Adossé à une impressionnante tournée internationale, moissonnant à foison des critiques les plus élogieuses et rappelant dans une certaine mesure, le jubilatoire coup fatal, Requiem pour L a attiré un public nombreux et impatient à l’Opéra limogeois. Prenant l’événement au sérieux, l’institution a préparé une entrée en matière sous forme de conférence pour prévenir l’audience du choc à venir. Elodie Kardouss, sur qui est tombée la goujaterie d’un certain public, aurait mieux fait de se soustraire à l’exercice imposé. Elle aurait mieux fait de nous laisser y aller seuls…devant cette belle proposition dépourvu de toute sincérité.
Il ne s’agit pas ici de nier la beauté de la proposition, beauté qui dépend toute entière de la qualité des artistes présents sur le plateau. Les musiciens et chanteurs de ce Reqiem font un excellent travail et s’en tirent avec les honneurs. Une fois ce constat établi, on peut quand même, à les voir se déplacer, engourdis dans leurs grosses bottes en caoutchouc, se demander ce qu’ils font dans cette cérémonie. On dirait qu’ils sont presque gênés par leur présence, un peu comme ces visages que l’on croise à un enterrement, participant à un deuil qu’ils ne partagent ni ne portent et qui, par politesse, s’obligent à se composer une tristesse de circonstance.

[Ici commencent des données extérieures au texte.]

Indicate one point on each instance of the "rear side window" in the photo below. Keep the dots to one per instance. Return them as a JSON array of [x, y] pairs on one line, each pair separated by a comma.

En fait de spectacle, c’est une petite catastrophe parce que rien de ce qui est présenté sur scène ne traverse vraiment la rampe, si bien qu’au bout d’un quart d’heure, ce Requiem a déjà rendu les armes. Il a déjà épuisé ses possibilités, s’est isolé du public qui observe les acteurs s’enfermer dans une bulle qui tourne lentement. La scénographie toute en surcharge, n’aide pas non plus à adhérer. La scène est pleine, trop pleine. Au cas où l’esprit serait tenté d’oublier qu’il s’agit d’un Requiem, donc d’un deuil, on lui mettra un plateau littéralement couvert de tombeaux, blocs de pierres froids et sombres, sombres également le costume des acteurs et pour couronner le tout, on mettra au-dessus de ce beau monde en lente procession, la vidéo d’une femme entrain d’agoniser : la boucle est bouclée, il ne reste plus qu’à pleurer ou à attendre la fin ou dans le meilleur des cas, espérer…
Un envol jamais venu.
Une telle lourdeur d’entrée est difficilement surmontable ; les choses se compliquent davantage, lorsqu’on s’aperçoit que toute la prestation est dirigée ailleurs ; elle est phagocytée par la lente mort de L présente sur grand écran, écrasant de tout son poids l’ensemble du dispositif. C’est elle qui aspire les chants, c’est elle qui confisque les regards, c’est encore elle/ L qui imprime cette immobilité à l’ensemble. Peu à peu on s’aperçoit que tant qu’elle sera là, avec ce qui lui reste de vie, il ne se passera rien et il s’est rien passé. Certes le titre ne nous a pas trompé mais son agonie paraissait interminable, comme le Lacrimosa final, long et d’un ennui mortel. Lorsqu’à la toute fin, il y eut un sursaut, les acteurs ont paru libérés pour exécuter le Gumboot, foulant aux pieds la sinistre dalle, il était déjà trop tard. La chorégraphie fut admirable et maîtrisée, Ce fut une bien famélique justification de près de deux heures de déambulation scénique en bottes, sur laquelle plane, tout de même le spectre de l’incongruité.